# SP's for Whiting



## swivels (Oct 28, 2008)

Sorry to be a pain, surely it's been mentioned before, just wanted to know:
1) What SP's work for whiting (is there a PIPI SP??) 
2) What hooks/sinkers to be used for these SP's?
Thanks


----------



## Rstanek (Nov 5, 2007)

Most worm style plastics should work. I've been getting them on the Gulp 6 and 2 inch sandworms in 'Camo' colour. I use the same jighead that I use for bream, and don't go lighter that aabout 1/16 on the flats, as a bit of lead helps to puff up more sand off the bottom which I think attracts them.

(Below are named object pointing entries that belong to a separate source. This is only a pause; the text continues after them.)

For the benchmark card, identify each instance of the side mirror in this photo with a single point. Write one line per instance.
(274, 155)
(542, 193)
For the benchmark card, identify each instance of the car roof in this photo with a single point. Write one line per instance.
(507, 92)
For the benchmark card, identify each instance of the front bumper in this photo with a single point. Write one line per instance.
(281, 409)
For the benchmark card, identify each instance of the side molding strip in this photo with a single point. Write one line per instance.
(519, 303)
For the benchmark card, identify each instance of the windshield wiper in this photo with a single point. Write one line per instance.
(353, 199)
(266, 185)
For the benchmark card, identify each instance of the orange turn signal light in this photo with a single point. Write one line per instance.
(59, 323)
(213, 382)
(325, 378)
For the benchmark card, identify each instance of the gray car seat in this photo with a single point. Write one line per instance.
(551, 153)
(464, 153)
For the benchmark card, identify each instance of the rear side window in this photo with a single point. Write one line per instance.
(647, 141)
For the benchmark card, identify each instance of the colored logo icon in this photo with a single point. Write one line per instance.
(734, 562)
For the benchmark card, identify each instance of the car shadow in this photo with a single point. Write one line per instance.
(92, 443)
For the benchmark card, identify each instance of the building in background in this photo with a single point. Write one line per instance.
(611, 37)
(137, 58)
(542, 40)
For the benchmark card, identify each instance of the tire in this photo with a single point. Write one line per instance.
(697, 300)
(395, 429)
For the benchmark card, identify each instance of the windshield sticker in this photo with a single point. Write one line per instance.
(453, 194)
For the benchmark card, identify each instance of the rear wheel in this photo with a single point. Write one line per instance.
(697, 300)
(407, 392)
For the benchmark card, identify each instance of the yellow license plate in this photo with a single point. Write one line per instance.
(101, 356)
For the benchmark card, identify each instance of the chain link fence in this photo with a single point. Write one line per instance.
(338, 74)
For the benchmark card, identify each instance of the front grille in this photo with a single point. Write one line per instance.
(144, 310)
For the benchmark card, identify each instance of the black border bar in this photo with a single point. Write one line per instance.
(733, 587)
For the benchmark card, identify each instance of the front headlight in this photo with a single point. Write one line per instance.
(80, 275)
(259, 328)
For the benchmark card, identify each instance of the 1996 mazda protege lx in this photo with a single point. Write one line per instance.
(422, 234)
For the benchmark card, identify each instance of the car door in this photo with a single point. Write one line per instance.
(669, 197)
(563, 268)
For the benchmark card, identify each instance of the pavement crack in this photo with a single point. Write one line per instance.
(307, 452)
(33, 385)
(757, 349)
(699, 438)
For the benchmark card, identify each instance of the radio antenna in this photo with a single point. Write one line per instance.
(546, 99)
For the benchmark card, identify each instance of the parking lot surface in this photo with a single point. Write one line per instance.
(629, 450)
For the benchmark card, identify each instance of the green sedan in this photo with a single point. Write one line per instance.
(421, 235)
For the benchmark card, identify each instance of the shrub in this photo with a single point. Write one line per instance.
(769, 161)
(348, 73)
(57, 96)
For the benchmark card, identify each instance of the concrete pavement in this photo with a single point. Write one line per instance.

This is for yellowfin whiting though, not sure if the same goes for KGW's.


----------



## GoneFishn (May 17, 2007)

I have been having success on the berkley gulp worm in the blood colour also the turtle back in pumpkin seed, I use the worm hooks rigged texas style

Here is a few rigs I use









Texas








Caralina








Floating/Swimming


----------



## Squidder (Sep 2, 2005)

viewtopic.php?f=10&t=18747&p=202513&hilit=whiting+sp#p202513


----------



## pescado (May 17, 2007)

Jono, heard that those gulp worms are good - just dont have the patience to work them realllly slow

Ive got a few tings as bycatch on prawn plastics and squidgy wrigglers in bloodworm. Hooked a nice one at tuross on an atomic prong when i saw a ting smashing prawns in the shallows...threw the placcy into the mix and he nailed it....good fun ;-)


----------



## Revo (Aug 3, 2008)

I haven't had much success with whiting in estuaries with SPs, but offshore I've caught some good size whiting using pumpkinseed 3'' minnows.


----------



## ELM (Jul 14, 2008)

I have been keeping any of my gulps that have had the tail bitten off, was going to throw them in the blender for burly (pay enough not to gust throw away), anyway low on bait I decided to slice one into thin fillets rigged similar to the floating rig GoneFishn posted (only just enough weight to get it down on the bottom and a circle hook). I then let it just drift down in the current (no cast) had marginal success at Blairgowrie but no takers at Rosebud.


----------